As details began to surface about the game, it was revealed both that the storyline and setting of Grandia II were unrelated to those of the first game, and that the battle system from the original would be returning with only a few changes. Grandia's battle system was arguably the best thing about the game, and what continues to set it apart from other RPGs. Grandia II's battle system is very similar.

Up to four characters are allowed in a party at a time. During combat, a small meter at the bottom right-hand side of the screen keeps you aware of when each of your characters will be allowed to attack. The meter is divided into two main sections: the Command section and the Action section. Small icons representing each character in your party move along the bar throughout each battle. When a character's icon reaches the end of the Command section, that character is prompted to select a battle command; after doing so, he/she moves into the Action section. At the end of the Action section, the character will begin to execute his/her command. Enemies are bound by the same rules and their icons move along the meter opposite yours.

Each character can select from a variety of battle commands:

  • AI, which lets the game select commands for your character
  • Combo, which executes two attacks in unison. Combo attacks can do the most damage, but don't affect the enemy's position along the time meter.
  • Critical attacks, which execute one powerful attack. It doesn't do quite as much damage as Combo, but can knock the enemy back on the time meter, allowing another member of the party to arrive at the end of the Action section first, thereby following up the first attack with another-- all before the enemy can respond. Better yet, if a character executes a Critical attack while an enemy is in the middle of an attack sequence, the enemy's attack will be canceled entirely.
  • Magic, which can either attack a single enemy, a number of enemies within a certain range of the single enemy being attacked, or all enemies on the screen. These drain your Magic Points.
  • Special attacks, unique to each character; these can either attack a single enemy, a number of enemies within a certain range of the single enemy being attacked, or all enemies on the screen. These drain your Special Points, but Special Points can be recovered as you take damage from enemy attacks, or successfully execute Combo and Critical attacks.
  • Defend
  • Escape

Those who have played the original will be quite at home with Grandia II. The one real change lies in the method of learning new spells and special attacks. Spells are based on elements: Heal, for example, is a Water-based spell, while Diggin' (which increases a character's defense) is an Earth-based spell. Originally, new spells were learned by spending more time in like environments; i.e. learn Healer (a more powerful Heal spell) by staying around water. These spells could be upgraded over time and use to different skill levels, ending in complete mastery of the spell. In Grandia II, though, spells and skills are purchased using Special Coins and Magic Coins, obtained following each battle. Upgrading the skill level of your special attack or magic spell also requires nothing more than Special Coins or Magic Coins, respectively.
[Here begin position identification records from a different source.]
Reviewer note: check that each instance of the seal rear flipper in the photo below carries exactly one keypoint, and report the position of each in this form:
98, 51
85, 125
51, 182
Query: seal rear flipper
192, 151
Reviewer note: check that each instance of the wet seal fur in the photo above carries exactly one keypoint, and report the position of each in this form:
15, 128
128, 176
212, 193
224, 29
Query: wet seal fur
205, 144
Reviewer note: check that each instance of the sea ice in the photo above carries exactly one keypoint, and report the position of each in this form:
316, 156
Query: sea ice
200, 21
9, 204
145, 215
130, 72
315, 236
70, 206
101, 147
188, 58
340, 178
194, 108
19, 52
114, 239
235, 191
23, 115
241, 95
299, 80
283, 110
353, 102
Visually, Grandia II is a Dreamcast showpiece. Towns and houses are fully-detailed, nothing pre-rendered; colors are lush and vibrant throughout, as the adventure continues across a wide variety of environments. For spells, Game Arts decided to create spell effects as prerendered FMV that runs in synthesis with each attack. How exactly does this work?; while this is difficult to describe, the overall effect is very impressive, if a bit unusual. .

Grandia II is available now for the Sega Dreamcast. The game comes on one GD-ROM and also includes a soundtrack featuring selections from the game's composer, Noriyuki Iwadare.